Los testimonios de aquella masacre corrieron por todo el país. El escritor Carlos Fuentes, oído atento, pluma indignada, describió así, en la revista Siempre!, aquellos asesinatos:

“Los bajan a empujones, Jaramillo no se contiene: es un león de campo, este hombre de rostro surcado, bigote gris, ojos brillantes y maliciosos, boca firme, sombrero de petate, chamarra de mezclilla, se arroja contra la partida de asesinos; defiende a su mujer, a sus hijos, al niño por nacer; a culatazos lo derrumban, le saltan un ojo. Disparan las subametralladoras Thompson. Epifania se arroja contra los asesinos; le desgarran el rebozo, el vestido, la tiran sobre las piedras. Filemón los injuria; vuelven a disparar las submetralladoras y Filemón se dobla, cae junto a su madre encinta, sobre las piedras, aún vivo, le abren la boca, toman puños de tierra, le separan los dientes, le llenan la boca de tierra entre carcajadas.
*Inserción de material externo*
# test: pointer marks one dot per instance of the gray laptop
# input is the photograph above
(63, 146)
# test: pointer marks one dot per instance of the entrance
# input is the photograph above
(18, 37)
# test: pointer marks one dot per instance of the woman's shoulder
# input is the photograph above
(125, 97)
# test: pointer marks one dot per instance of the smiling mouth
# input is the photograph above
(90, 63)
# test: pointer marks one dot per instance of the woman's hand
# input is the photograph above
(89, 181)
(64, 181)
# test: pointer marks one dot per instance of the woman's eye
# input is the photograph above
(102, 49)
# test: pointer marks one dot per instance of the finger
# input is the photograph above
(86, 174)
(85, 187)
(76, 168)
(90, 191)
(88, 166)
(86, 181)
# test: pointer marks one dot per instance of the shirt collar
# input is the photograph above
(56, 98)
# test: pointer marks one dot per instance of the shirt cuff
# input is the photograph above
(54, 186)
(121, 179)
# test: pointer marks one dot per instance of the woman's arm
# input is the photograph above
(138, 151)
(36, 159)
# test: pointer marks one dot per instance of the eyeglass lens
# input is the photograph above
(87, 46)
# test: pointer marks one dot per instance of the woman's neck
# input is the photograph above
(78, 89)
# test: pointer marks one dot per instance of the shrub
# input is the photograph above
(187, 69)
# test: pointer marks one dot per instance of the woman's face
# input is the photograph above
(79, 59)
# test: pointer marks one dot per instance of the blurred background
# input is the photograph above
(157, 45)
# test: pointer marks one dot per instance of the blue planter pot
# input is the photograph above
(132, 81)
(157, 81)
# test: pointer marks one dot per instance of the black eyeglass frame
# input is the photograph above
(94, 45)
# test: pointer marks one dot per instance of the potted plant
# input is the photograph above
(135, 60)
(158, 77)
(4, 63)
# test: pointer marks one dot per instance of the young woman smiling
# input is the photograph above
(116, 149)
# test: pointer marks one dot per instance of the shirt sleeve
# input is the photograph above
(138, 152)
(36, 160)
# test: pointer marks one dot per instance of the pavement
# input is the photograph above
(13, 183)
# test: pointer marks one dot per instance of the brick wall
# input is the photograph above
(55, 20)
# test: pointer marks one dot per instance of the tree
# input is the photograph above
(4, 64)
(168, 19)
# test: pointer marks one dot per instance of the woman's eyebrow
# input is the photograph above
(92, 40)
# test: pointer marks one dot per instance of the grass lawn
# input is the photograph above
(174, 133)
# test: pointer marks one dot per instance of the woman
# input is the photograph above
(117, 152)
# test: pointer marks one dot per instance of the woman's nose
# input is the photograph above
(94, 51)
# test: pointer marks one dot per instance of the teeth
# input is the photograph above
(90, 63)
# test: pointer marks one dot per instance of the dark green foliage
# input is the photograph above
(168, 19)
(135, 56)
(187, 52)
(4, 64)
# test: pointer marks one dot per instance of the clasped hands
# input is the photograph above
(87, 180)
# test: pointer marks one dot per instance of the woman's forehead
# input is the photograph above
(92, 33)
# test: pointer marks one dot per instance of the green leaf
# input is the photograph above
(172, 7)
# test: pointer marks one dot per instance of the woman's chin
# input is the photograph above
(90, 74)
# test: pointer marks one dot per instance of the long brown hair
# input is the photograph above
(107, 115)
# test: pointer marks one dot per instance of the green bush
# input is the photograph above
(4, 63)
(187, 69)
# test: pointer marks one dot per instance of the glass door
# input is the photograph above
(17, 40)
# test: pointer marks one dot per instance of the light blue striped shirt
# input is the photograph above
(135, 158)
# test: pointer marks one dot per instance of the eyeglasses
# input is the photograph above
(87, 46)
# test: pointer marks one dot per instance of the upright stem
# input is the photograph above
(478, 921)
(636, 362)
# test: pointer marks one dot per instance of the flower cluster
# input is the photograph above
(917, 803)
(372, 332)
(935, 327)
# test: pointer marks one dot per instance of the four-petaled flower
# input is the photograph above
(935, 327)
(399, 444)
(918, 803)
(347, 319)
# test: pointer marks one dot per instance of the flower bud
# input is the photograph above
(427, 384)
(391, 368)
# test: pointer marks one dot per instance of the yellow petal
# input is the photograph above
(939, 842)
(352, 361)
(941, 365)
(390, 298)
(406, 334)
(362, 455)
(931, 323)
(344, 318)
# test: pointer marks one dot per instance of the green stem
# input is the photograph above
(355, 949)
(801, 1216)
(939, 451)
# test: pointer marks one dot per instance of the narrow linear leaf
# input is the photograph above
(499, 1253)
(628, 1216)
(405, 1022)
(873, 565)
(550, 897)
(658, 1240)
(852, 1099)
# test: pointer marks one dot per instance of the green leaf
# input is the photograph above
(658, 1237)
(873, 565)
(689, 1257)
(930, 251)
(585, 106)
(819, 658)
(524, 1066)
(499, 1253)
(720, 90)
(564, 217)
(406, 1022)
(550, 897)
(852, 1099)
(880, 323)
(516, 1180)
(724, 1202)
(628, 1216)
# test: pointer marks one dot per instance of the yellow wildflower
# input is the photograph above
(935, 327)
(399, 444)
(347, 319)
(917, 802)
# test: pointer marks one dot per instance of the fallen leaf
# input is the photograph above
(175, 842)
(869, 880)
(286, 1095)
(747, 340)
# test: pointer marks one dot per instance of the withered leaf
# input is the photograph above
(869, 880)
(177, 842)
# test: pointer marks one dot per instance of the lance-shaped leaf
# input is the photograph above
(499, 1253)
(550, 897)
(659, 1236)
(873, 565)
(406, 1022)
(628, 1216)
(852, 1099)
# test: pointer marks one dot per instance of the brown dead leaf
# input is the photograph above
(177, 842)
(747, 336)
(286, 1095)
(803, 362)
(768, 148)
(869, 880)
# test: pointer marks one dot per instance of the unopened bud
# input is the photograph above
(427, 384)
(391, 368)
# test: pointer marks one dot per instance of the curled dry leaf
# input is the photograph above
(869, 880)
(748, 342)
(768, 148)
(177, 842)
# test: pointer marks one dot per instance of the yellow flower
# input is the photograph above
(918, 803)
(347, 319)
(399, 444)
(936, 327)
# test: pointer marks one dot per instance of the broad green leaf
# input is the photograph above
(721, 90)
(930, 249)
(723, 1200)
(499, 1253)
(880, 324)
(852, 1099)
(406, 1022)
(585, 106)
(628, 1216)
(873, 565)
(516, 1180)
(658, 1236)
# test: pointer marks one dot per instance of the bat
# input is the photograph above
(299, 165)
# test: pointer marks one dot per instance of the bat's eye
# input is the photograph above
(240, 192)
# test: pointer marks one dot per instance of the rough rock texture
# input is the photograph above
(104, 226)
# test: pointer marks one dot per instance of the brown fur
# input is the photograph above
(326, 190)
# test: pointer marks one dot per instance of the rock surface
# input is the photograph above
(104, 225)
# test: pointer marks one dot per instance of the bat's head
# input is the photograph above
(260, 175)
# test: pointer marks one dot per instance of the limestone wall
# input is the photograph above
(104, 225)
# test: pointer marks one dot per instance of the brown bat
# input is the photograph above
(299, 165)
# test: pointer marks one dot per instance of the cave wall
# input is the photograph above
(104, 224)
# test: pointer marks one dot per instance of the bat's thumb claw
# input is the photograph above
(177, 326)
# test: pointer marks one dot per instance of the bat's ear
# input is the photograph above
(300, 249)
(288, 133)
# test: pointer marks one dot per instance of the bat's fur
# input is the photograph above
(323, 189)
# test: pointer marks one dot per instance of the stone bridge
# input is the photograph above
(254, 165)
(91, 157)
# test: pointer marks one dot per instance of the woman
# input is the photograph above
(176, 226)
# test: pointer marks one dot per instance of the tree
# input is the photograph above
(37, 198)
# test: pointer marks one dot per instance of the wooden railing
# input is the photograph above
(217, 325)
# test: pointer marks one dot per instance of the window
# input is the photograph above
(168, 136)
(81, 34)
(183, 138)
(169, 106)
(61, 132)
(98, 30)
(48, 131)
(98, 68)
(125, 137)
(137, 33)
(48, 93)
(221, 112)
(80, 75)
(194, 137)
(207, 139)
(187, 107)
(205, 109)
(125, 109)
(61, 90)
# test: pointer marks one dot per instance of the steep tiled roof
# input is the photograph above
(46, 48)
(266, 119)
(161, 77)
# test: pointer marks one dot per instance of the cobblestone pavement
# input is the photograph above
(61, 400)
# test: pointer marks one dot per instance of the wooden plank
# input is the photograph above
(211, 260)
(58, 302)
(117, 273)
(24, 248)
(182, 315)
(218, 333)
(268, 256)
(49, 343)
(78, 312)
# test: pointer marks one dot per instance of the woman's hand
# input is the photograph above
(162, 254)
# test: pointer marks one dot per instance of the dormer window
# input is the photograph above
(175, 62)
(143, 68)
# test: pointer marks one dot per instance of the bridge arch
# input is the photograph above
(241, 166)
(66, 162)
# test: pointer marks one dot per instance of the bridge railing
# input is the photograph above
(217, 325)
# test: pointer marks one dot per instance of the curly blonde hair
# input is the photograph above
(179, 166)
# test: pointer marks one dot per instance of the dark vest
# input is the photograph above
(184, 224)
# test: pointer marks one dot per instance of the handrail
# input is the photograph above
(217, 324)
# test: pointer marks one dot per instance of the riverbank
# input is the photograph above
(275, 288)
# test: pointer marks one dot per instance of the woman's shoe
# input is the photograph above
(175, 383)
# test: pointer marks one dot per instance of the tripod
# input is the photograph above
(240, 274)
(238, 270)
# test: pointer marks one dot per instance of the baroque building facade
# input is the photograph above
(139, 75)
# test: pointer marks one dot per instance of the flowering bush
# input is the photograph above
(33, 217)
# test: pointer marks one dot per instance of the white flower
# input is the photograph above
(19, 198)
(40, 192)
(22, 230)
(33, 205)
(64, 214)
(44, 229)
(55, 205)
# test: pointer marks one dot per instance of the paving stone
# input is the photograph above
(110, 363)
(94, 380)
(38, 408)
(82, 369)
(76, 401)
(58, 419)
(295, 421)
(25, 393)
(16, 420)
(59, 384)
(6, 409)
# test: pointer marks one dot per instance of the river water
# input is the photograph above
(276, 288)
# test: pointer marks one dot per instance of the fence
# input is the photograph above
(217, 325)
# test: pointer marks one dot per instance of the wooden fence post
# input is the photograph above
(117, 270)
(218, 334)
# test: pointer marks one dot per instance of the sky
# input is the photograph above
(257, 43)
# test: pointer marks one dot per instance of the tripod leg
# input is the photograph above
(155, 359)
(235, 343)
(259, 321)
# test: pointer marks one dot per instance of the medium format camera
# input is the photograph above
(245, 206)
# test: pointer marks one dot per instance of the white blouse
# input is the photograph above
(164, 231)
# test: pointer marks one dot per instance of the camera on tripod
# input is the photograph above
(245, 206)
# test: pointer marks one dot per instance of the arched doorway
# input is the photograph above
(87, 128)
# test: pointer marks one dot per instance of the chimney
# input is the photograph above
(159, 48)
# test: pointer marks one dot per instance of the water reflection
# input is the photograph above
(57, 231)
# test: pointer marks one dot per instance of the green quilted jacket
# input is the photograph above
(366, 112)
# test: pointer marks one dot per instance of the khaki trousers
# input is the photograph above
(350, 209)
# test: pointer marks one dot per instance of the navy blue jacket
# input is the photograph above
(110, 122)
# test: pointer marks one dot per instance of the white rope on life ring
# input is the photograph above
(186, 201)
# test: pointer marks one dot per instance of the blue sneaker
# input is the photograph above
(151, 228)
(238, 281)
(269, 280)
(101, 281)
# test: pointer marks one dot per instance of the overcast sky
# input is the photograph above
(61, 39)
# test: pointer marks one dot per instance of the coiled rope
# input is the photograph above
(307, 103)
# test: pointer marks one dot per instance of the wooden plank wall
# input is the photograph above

Ahora todo es más rápido: caen Ricardo y Enrique acribillados; las subametralladoras escupen sobre los cinco cuerpos acribillados. La partida espera el fin de los estertores. Se prolongan. Se acercan con las pistolas en la mano a las frentes de la mujer y los cuatro hombres. Disparan el tiro de gracia. Otra vez el silencio en Xochicalco.”

Aquellas cinco muertes quedaron impunes.